Edward James Ravenscroft (1816-1890), was the author of The Pinetum Britannicum (1884), a monumental three-volume work that describes and depicts exotic coniferous trees cultivated in Britain in the 19th century, when they were at the height of popularity.

The work is illustrated with William Richardson's hand-coloured lithographs of trees shown in their native habitat or under cultivation in British gardens. The Pinetum Britannicum is regarded as a landmark publication on conifers, and both Napoleon III and Queen Victoria subscribed to its first edition.

==Publication details==
Ravenscroft, Edward James (1816-1890).
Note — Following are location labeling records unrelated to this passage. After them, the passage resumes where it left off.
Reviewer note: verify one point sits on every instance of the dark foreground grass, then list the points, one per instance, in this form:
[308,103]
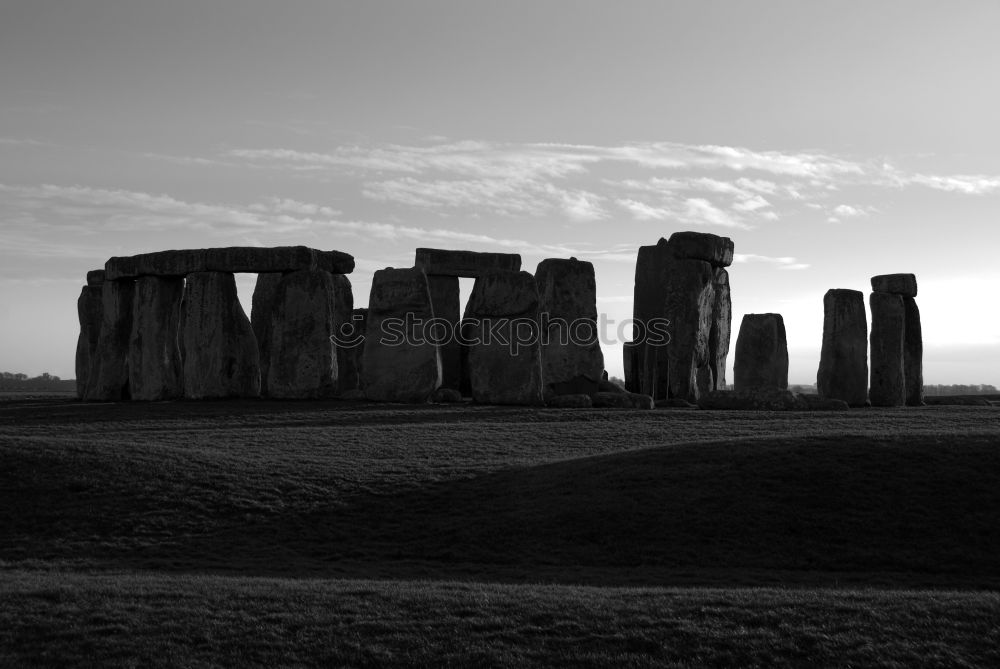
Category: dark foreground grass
[157,620]
[907,498]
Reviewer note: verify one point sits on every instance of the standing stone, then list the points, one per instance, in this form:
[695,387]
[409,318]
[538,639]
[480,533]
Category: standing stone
[505,362]
[303,357]
[88,309]
[220,350]
[913,353]
[344,335]
[108,378]
[843,362]
[447,304]
[761,353]
[154,357]
[261,316]
[572,361]
[888,382]
[719,334]
[401,361]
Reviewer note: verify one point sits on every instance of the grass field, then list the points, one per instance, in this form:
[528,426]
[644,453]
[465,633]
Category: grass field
[304,533]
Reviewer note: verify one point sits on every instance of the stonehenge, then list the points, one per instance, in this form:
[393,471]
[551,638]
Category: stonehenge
[896,342]
[843,363]
[169,325]
[761,359]
[681,297]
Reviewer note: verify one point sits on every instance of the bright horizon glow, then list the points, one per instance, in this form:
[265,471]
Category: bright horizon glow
[832,142]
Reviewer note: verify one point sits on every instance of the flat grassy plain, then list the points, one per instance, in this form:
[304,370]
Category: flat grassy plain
[302,533]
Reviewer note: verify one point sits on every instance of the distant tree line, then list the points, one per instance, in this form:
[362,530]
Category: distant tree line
[44,381]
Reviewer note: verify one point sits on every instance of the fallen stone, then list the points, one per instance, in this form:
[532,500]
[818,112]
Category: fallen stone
[95,277]
[88,309]
[261,317]
[447,396]
[572,361]
[155,367]
[577,401]
[898,284]
[843,363]
[108,378]
[702,246]
[913,353]
[501,323]
[303,357]
[888,383]
[401,362]
[465,263]
[761,353]
[622,401]
[220,351]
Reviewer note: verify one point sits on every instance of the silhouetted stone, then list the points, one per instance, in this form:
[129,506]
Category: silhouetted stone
[888,384]
[761,353]
[446,301]
[702,246]
[898,284]
[578,401]
[108,378]
[261,316]
[251,259]
[447,396]
[220,350]
[622,401]
[505,364]
[154,357]
[303,362]
[465,263]
[720,330]
[756,398]
[843,362]
[572,361]
[345,338]
[88,309]
[913,353]
[401,362]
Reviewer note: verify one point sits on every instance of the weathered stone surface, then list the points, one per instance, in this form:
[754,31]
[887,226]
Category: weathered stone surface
[761,353]
[108,378]
[888,384]
[677,295]
[720,332]
[447,396]
[622,401]
[758,398]
[843,362]
[578,401]
[572,361]
[898,284]
[88,309]
[303,359]
[251,259]
[261,316]
[446,301]
[401,362]
[913,353]
[345,338]
[154,363]
[219,348]
[465,263]
[702,246]
[505,362]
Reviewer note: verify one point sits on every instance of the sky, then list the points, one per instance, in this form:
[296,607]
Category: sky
[832,141]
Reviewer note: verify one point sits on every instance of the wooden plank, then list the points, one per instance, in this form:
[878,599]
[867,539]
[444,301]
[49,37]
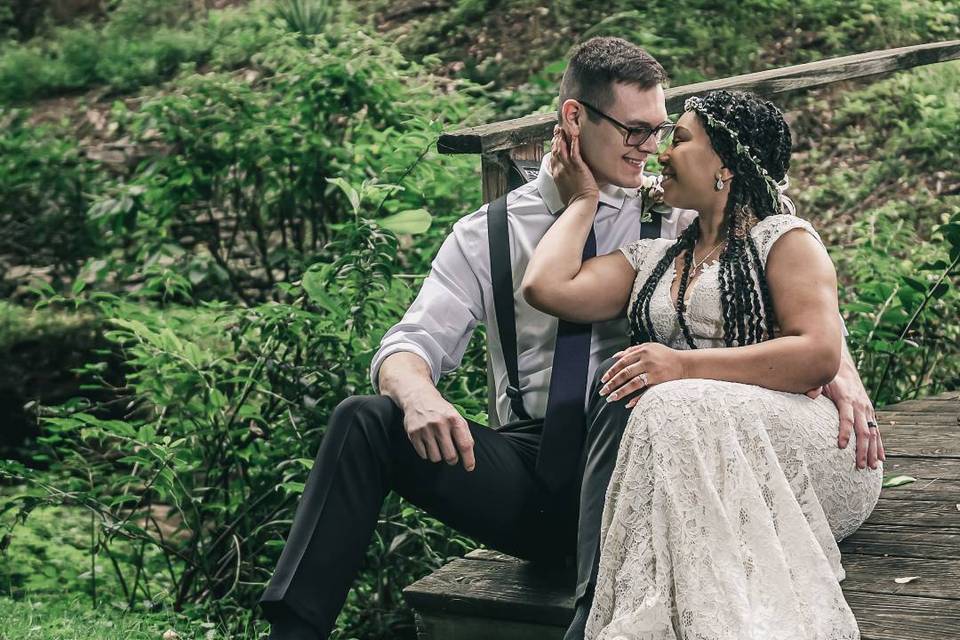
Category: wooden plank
[922,468]
[923,513]
[495,168]
[924,405]
[904,541]
[936,489]
[877,574]
[897,617]
[944,417]
[444,627]
[491,556]
[500,136]
[927,442]
[503,590]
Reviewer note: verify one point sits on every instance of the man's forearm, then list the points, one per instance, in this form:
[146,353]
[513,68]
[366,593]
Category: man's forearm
[405,376]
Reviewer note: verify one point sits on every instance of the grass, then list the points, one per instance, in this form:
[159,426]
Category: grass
[73,619]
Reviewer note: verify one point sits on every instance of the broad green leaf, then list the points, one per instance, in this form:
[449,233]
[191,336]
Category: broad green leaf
[897,481]
[409,222]
[352,194]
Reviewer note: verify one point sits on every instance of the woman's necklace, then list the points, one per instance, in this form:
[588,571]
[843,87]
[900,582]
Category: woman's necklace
[698,263]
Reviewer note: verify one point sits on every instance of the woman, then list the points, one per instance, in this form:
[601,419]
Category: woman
[729,492]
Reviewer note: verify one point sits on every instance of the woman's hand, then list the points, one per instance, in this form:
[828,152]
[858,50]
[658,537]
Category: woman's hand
[640,366]
[572,175]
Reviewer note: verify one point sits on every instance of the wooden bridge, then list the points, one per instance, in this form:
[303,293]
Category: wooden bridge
[913,533]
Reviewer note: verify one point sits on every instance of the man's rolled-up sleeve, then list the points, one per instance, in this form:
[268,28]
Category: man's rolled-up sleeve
[438,325]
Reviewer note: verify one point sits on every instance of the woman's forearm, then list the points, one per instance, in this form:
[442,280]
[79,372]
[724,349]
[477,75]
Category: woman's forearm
[558,256]
[790,363]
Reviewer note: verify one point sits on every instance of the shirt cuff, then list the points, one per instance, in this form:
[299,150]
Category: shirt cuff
[385,352]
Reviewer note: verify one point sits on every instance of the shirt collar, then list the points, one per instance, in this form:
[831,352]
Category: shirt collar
[610,195]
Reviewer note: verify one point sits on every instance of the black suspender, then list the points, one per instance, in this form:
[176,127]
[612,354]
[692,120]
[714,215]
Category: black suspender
[501,277]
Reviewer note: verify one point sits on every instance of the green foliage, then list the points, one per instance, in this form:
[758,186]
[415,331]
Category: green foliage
[895,236]
[46,185]
[241,199]
[305,17]
[192,484]
[694,39]
[142,42]
[71,618]
[289,204]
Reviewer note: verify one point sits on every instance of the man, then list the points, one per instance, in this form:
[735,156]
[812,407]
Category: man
[505,487]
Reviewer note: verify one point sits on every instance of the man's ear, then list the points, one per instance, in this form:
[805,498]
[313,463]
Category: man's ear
[571,113]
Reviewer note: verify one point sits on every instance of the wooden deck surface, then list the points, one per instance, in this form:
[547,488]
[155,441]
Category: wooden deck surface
[914,531]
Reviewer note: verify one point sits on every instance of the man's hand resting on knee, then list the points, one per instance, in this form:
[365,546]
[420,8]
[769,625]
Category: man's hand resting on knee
[436,430]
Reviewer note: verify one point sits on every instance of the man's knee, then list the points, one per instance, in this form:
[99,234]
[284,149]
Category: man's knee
[362,416]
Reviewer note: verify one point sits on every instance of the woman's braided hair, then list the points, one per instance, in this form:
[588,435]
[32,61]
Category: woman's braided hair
[751,136]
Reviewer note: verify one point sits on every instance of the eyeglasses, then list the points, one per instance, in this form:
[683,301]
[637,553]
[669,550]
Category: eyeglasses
[636,136]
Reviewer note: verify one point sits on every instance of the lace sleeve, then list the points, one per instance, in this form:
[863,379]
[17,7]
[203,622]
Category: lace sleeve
[769,230]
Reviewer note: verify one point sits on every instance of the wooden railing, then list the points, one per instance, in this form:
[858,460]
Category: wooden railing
[522,139]
[503,145]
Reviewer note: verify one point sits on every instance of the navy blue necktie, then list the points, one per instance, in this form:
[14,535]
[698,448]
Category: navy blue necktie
[564,425]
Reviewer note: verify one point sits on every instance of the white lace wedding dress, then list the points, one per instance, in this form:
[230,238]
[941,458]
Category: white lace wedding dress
[727,499]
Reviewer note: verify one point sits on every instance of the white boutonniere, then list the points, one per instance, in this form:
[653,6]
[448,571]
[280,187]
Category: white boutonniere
[651,197]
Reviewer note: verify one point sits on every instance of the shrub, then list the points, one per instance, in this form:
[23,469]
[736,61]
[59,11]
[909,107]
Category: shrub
[242,200]
[46,185]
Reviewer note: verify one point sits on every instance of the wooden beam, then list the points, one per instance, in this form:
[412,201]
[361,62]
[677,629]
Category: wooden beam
[500,136]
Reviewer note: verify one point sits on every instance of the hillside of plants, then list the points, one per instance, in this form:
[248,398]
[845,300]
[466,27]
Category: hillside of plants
[212,210]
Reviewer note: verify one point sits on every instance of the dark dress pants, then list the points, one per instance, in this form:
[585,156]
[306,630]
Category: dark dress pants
[605,425]
[364,454]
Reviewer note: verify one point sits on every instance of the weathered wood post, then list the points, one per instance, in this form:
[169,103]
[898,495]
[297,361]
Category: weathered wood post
[522,139]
The Pinetum Britannicum, a descriptive account of hardy coniferous trees cultivated in Great Britain. Edinburgh and London: Ballantyne, Hanson & Co., for W. Blackwood & Sons, [1863]-1884. Hand-coloured lithographic plates by William Richardson, James Black, R.K. Greville, and J. Wallace, lithographed by A. Murray, Robert Black, Fr. Schenk, J. M'Nab and M.T. Masters, 4 mounted albumen photographs by F. Mason, one lithographic plate of maps, and numerous wood-engraved text illustrations

This botanist is denoted by the author abbreviation Ravenscr. when citing a botanical name.